If you deployed AI without knowing the problem you wanted it to solve, you’re wasting your investment.
3. You didn’t prepare your people.
AI changes how people work. It requires different ways of thinking, new workflows, and new communication patterns. If your workforce hasn’t been:
- Trained in how to interact with AI,
- Guided on how their roles will evolve, and
- Supported in building new skills
…then you’re in for employee resistance and underperformance.
4. Your prompts (and people’s AI literacy) are weak.
Large language models don’t just “know” what you want. They need to be guided. That’s where prompt engineering comes in. It’s an art as much as a science. Weak, vague, or overly broad prompts generate disappointing results. Strong prompts, by contrast, can unlock nuanced, actionable insights.
But prompts don’t live in a vacuum. Without AI literacy, your workforce won’t understand how AI works, its limits, or its ethical considerations. Teaching people how to think critically, ask better questions, and apply responsible practices is the foundation of writing better prompts.
5. You underestimated change management.
AI adoption isn’t just about technology; it’s a change initiative. Like any organizational change, it requires leadership sponsorship, communication, and reinforcement.
And here’s the critical piece: storytelling. You must tell AI success stories in a way that makes employees feel part of the journey.
Numbers and technical jargon don’t inspire people to change behavior — stories do.
When leaders frame AI as a story of empowerment, growth, and human/AI collaboration, adoption accelerates and resistance fades.
Done well, storytelling removes fear. It helps employees see themselves as an essential part of the organization’s future.
AI success doesn’t come from buying the latest tool or chasing the latest trend.
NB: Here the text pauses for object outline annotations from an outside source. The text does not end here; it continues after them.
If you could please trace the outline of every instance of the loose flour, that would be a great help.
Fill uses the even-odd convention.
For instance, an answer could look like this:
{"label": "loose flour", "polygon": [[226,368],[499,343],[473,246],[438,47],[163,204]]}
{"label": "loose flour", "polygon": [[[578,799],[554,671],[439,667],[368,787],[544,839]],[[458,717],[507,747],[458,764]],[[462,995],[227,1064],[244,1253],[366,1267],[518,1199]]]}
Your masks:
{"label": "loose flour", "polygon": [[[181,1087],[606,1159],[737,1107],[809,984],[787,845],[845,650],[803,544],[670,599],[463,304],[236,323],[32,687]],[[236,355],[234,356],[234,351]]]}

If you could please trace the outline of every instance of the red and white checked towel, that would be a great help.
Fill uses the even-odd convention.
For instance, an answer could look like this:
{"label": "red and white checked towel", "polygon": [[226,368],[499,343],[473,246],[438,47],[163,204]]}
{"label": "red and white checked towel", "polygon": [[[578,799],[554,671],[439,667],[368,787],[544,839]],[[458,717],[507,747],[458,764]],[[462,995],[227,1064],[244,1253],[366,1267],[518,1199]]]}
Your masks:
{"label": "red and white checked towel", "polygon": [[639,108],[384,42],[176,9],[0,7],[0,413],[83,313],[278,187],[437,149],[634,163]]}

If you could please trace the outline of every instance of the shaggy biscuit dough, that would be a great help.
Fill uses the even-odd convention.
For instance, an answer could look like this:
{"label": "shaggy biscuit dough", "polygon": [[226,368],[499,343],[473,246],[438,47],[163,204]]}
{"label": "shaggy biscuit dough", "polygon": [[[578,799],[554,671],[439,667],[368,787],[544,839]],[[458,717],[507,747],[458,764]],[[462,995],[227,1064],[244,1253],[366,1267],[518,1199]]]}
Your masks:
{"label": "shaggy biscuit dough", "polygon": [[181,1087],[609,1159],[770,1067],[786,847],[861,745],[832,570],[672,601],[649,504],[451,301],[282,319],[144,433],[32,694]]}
It comes from laying the right foundation:
1. Clean, structured data.
2. A clear strategy with measurable outcomes.
3. People who are prepared, skilled, and literate in AI.
4. Strong prompts fueled by critical thinking.
5. Change management fueled by storytelling.
Organizations that master these fundamentals are the ones realizing AI’s full potential – and the ones who won’t be left behind.
References:
Chari, P., Challapally, A., Pease, C., Raskar, R., & Nanda, M. (2025). State of AI in business 2025. Project NANDA / MIT.
Perry, J. M. (2024). The AI evolution: How leaders can build an AI-native organization. Vibes AI Press.